| Insurance
Milestones is an 'in network" provider for most major insurance
plans and will file claims on your behalf. In cases we are not
"in network", you will be expected to pay for services in full
and submit to your insurance company for reimbursement.
- Aetna
- Blue Cross Blue Shield
- Cigna
- Great West
- Humana
- United Healthcare (speech/language therapy and feeding therapy only)
Insurance Coverage - Know the facts
- Be a smart consumer – Know your coverage
- While an insurance plan may provide benefits for occupational, physical or speech therapy, there are often specific. Common exclusions and limitations may include:
- Exclusions for diagnoses related to developmental delay or educational in nature
- Speech coverage only for children under three years of age
- Coverage for therapy only when therapy is required due to injury or congenital condition
- A limitation of the number of therapy visits per year or per authorization.

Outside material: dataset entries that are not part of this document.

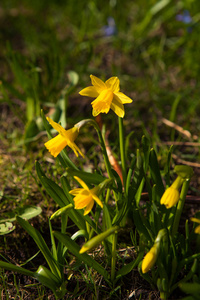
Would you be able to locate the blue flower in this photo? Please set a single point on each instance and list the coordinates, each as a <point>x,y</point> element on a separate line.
<point>109,29</point>
<point>185,17</point>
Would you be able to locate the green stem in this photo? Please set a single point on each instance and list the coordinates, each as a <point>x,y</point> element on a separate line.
<point>101,140</point>
<point>113,259</point>
<point>180,206</point>
<point>122,149</point>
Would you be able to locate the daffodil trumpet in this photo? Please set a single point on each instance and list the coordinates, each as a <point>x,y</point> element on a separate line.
<point>63,139</point>
<point>107,96</point>
<point>85,197</point>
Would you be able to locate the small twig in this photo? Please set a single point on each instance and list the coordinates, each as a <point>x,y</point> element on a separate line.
<point>178,128</point>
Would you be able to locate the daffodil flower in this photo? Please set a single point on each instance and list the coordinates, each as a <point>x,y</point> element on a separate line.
<point>63,139</point>
<point>84,197</point>
<point>197,229</point>
<point>107,96</point>
<point>171,195</point>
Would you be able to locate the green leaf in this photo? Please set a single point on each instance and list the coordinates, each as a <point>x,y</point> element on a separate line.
<point>87,177</point>
<point>61,211</point>
<point>47,278</point>
<point>6,228</point>
<point>95,241</point>
<point>11,267</point>
<point>26,212</point>
<point>129,267</point>
<point>40,243</point>
<point>51,187</point>
<point>155,173</point>
<point>190,288</point>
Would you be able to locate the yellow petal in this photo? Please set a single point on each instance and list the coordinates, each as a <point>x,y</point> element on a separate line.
<point>148,261</point>
<point>197,229</point>
<point>102,103</point>
<point>89,207</point>
<point>118,108</point>
<point>98,84</point>
<point>98,200</point>
<point>82,201</point>
<point>55,125</point>
<point>89,91</point>
<point>122,98</point>
<point>56,145</point>
<point>75,192</point>
<point>113,84</point>
<point>76,149</point>
<point>82,183</point>
<point>195,220</point>
<point>170,197</point>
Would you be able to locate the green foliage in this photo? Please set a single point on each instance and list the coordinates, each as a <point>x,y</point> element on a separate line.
<point>155,53</point>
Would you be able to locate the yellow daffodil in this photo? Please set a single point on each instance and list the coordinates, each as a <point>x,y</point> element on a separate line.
<point>171,195</point>
<point>197,229</point>
<point>107,96</point>
<point>150,259</point>
<point>63,139</point>
<point>84,197</point>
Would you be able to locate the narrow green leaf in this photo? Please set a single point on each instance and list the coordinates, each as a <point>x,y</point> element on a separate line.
<point>91,178</point>
<point>11,267</point>
<point>155,173</point>
<point>6,228</point>
<point>40,243</point>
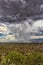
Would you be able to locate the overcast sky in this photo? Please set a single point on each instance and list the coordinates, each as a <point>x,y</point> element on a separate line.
<point>16,22</point>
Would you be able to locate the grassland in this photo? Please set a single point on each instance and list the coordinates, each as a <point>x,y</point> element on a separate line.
<point>21,54</point>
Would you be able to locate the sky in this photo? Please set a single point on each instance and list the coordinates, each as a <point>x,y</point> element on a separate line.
<point>20,22</point>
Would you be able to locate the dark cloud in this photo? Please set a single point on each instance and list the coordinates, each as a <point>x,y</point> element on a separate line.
<point>18,10</point>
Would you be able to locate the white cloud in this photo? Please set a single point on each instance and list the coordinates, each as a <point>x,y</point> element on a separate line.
<point>4,29</point>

- Some plans require a referral and/or “pre-authorization” where the services you wish to receive must be approved by your carrier in advance. This may be required once for the duration your child receives therapy, once per year, or per each block of visits granted.
- Many larger companies and institutions with thousands of employees are "self-funded" and set the scope of coverage for their employees. The insurance carriers used by those companies are administrators who merely manage claims. The reimbursements for the claims paid out come from a pool of funds held by that company or institution. The benefits for a particular type of service may be better or worse than the generic plans offered by your plan's third party administrator. The first step in establishing benefits is to speak with your company's HR department to get the correct contact information for your plan's 3rd party administrator.
- Avoid surprises – Document
- Document the date time of any discussions you have with your insurance carrier or plan’s third party administrator, including the name of the representative you speak with. Having this information carries weight if there is later a dispute over coverage.
- Know that when an insurance company representative provides a quote of benefits, it not considered a guarantee of coverage or payment.
- Always specifically ask for limitations or exclusions to coverage. When seeking coverage information for multiple services, establish whether limitations and/or exclusions apply to each service or to the group of services.
- Establish what your deductible and out of pocket maximum is, how much of the deductible you have met, and your coverage for the services you are seeking once your out of pocket maximum has been met.
- Ask the representative to repeat back to you the facts you believe you have received.
- Catch problems early – Read your EOBs
- An Explanation Of Benefits is generated for each claim submitted to your insurance company and (EOB) is your guide to the services you have received, what you were charged and how much you owe(d).
- You and your provider receive identical information, typically 45 or days or less after a visit.
- It may take some time before payment issues are identified by your provider. If you think you see a problem, contact your health care provider’s billing administrator immediately. You are ultimately responsible for any services not paid by your insurance company
- Go here for examples of typical EOBs and how to decipher them.
- Your company's Human Resources department is there for you – Use them
- Your HR department manages your health plan and should be your primary resource should you not understand your coverage.
What can I do if therapy services are not covered?
- Check with your HR department to see if they have any special reimbursement programs for either the services being sought or the condition being treated.
- Call your state’s health/human welfare agency to see if there are any financial assistance programs.
- Occasionally, Milestones may provide services to a limited number of patients on a “pro bono” basis or at a reduced cost. This is offered solely at our discretion and is typically reserved for patients who have exhausted their benefits or who have absolutely no means to pay for therapy services; Qualification is based on financial ability, your child’s diagnosis and needs and your commitment to regular attendance and participation in therapy services.